An unruptured intracranial aneurysm (UIA) for the most part involves saccular weakening and a bulging of arterial walls at major branches of supra- and infratentorial brain arteries and can be found in almost 5% of the adult population [1]. In recent decades, due to improvements in the quality and availability of intracranial imaging, UIAs have been more frequently detected, which has led to uncertainties with respect to appropriate treatment [2]. The most severe consequence of an aneurysm is a rupture that results in a subarachnoid hemorrhage (SAH), a devastating disease with high morbidity and mortality, regardless of any geographical or ethnic considerations [3]. One of the most severe complications of SAH is delayed cerebral ischemia (DCI) due to cerebral vasospasm. Despite intense research and the discovery of several pathogenic mechanisms, the precise pathophysiology of the development of vasospasm and its appropriate treatment remain poorly understood [4]. DCIs account for about 15% of mortality and morbidity due to SAH [5]. In order to avoid SAH and corresponding complications like vasospasm, UIAs have received treatment that varies depending on certain specific circumstances (e.g. size, location, shape, and growth rate) [6]. Treatment options comprise endovascular as well as surgical techniques.

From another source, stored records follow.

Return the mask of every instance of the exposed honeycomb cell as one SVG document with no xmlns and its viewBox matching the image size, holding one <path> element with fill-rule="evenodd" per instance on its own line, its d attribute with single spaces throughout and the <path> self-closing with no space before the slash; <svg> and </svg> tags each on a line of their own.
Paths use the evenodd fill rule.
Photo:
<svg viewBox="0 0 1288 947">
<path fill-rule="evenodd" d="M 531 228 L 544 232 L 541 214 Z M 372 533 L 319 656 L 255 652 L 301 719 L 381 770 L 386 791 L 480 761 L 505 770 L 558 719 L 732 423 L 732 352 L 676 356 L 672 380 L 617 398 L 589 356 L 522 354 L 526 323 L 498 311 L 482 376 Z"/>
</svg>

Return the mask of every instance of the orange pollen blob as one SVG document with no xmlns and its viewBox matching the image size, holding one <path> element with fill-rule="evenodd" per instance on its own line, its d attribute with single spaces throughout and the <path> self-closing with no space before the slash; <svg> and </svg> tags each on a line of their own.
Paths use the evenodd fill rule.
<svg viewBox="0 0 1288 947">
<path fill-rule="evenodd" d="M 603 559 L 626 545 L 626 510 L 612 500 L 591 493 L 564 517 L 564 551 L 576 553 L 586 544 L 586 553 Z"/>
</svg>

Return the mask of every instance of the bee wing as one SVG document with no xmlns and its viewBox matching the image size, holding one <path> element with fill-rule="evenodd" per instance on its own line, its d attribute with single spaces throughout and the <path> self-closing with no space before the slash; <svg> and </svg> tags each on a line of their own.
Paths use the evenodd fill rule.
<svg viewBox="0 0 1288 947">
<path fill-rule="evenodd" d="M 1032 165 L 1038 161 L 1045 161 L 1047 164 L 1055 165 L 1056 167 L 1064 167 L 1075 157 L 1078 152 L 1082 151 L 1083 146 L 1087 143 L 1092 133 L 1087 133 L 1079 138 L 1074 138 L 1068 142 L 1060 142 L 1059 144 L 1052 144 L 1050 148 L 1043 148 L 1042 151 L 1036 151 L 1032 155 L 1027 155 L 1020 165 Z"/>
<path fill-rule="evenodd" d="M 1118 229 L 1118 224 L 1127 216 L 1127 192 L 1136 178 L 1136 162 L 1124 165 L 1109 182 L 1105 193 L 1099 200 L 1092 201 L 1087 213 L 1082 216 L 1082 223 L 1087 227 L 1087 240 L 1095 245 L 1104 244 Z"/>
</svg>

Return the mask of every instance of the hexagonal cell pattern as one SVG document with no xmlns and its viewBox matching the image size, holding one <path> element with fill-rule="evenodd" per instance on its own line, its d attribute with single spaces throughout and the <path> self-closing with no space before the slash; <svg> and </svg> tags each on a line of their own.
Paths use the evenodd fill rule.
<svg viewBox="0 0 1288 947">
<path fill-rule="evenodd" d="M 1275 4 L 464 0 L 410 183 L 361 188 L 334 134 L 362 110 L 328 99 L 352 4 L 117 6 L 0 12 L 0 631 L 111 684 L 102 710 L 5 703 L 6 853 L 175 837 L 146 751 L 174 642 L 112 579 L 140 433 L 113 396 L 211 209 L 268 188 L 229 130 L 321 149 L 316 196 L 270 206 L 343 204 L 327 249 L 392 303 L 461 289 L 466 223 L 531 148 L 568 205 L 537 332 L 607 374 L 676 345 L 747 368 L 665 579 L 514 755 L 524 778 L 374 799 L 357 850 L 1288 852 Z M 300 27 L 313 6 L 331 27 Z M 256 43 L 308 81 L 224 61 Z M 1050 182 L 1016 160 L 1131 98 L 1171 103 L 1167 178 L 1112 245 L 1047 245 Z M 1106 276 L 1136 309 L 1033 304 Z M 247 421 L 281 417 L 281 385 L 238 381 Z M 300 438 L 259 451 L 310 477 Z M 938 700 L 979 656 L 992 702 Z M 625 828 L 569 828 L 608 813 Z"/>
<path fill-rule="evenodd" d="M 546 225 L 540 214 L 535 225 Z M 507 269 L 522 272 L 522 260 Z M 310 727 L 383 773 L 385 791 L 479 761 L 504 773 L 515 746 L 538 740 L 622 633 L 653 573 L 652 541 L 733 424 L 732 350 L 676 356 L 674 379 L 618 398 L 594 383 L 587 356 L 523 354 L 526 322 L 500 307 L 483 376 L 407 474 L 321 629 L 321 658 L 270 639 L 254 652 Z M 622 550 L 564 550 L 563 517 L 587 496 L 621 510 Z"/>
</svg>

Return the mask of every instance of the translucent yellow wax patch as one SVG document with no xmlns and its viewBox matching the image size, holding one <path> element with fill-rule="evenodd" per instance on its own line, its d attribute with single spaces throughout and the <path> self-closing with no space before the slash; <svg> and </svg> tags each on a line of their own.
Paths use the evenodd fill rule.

However, it is not generally known that DCI can arise after an uneventful clipping of a UIA, and therefore little attention has been paid to this possibility. Neuroprotective medication (e.g., nimodipine) seems to be beneficial in such cases, and thus identifying the underlying cause of the stroke is crucial to improve the outcome for these patients.

Case presentation

A 69-year-old woman developed a sudden drooping on the left side of the face while having dinner with her family. Her daughter noticed slurred speech and alerted emergency medical services immediately. The patient was pre-announced to the stroke service by the responding emergency medical technician and immediately admitted to the emergency room. Her home medication consisted of pantoprazole only. Upon admission to the emergency room, the patient was alert but slightly confused. Further neurological examination revealed a left-sided hemiparesis and motor speech disorder. The remaining cranial nerves were unaffected. No sensory or coordinative dysfunctions were detected. Muscle stretch reflexes revealed no lateral differences, and plantar reflexes were normal (NIHSS score: 4 points). Shaved hair over the right temple exposed a well-healing, 10-cm-long recent wound. The patient reported having had brain surgery two weeks earlier, but upon further questioning denied a preceding trauma, infection, tumor disease, or cerebral bleeding.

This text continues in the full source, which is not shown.